Amazon’s Success Driven By Preference For Pure Brand Terms
Amazon’s Success Driven By Preference For Pure Brand Terms
by Gavin O’Malley @mp_gavin, December 6, 2017
At least when it comes to consumer electronic sales, Amazon appears to be winning the holidays with an aggressive paid-search strategy.
That’s according to new research from search intelligence platform Adthena, which found Amazon won nearly half (49.65%) of the category’s click share during October and November this year.
The ecommerce giant’s success is being driven by its preference for pure brand terms, versus generic terms, according to Ashley Fletcher, director of product marketing at Adthena.

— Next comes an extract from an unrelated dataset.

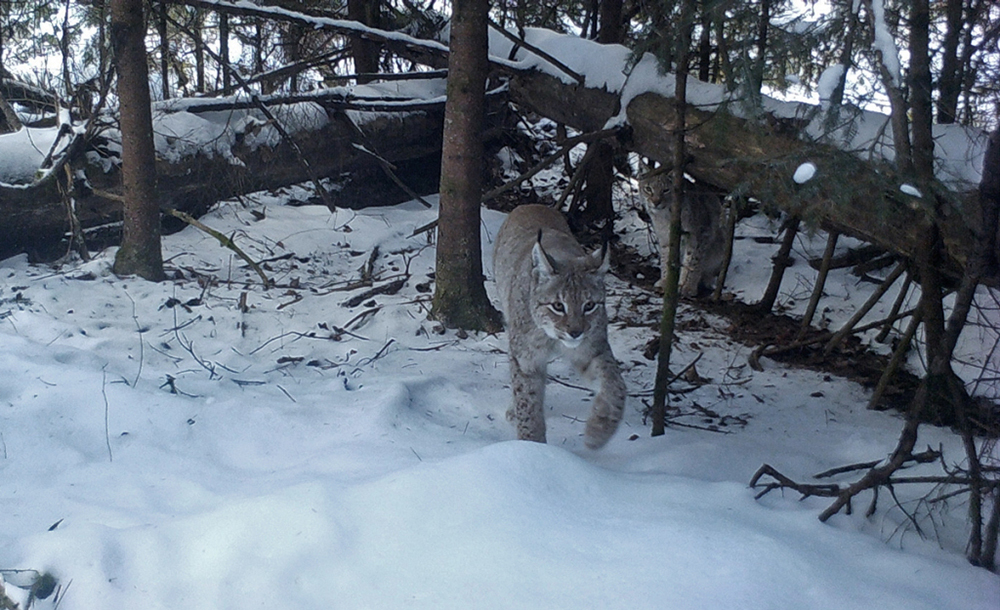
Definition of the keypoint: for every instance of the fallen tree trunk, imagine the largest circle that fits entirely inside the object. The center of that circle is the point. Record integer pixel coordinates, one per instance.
(352, 156)
(847, 194)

“Search queries on terms exclusive to Amazon, like ‘Kindle,’ ‘Amazon Prime,’ ‘Fire TV,’ and others, offer much better value across the entire online consumer electronics vertical, giving them lucrative, high-volume/low-CPC search conversions,” Fletcher notes in the new report.
In the consumer electronics category, Amazon advertises on over 30,000 search terms — more than double its closest competitors, Walmart and Best Buy, Adthena found.
For its findings, Adthena — which uses AI and machine-learning technology tied to search data — analyzed roughly 370,000 search ads among 179 retailers, according to Fletcher.
Amazon’s average search ad position for all of its ads was weighted heavily on 1, 2 and 3 — suggesting that their consumer electronics search ads do not fluctuate much from these positions.
Target was running a 2-3 ad position strategy, which suggests they are advertising heavily on search terms which achieve an average ad position between 2-3. As such, their ads did not fluctuate considerably from their 2-3 ad positions.
Walmart appeared to be focused on the 3 ad position, per Adthena. It also has a larger proportion of search terms, which serve ads with an average position of 3, in comparison to their competitors.
Best Buy advertises on fewer search terms overall compared to other top retailers like Amazon, Walmart and Target.
However, its ads performed well on 1 position search terms — which, according to Fletcher, suggests that their SEM team has found a small niche in the competitive landscape.
For branded search terms only, Amazon’s pure brand ad frequency fluctuated between 53% to 80% on desktop and 86% to 96% on mobile.
The brand frequency is how often Amazon’s ads appear when consumers search on its branded search terms.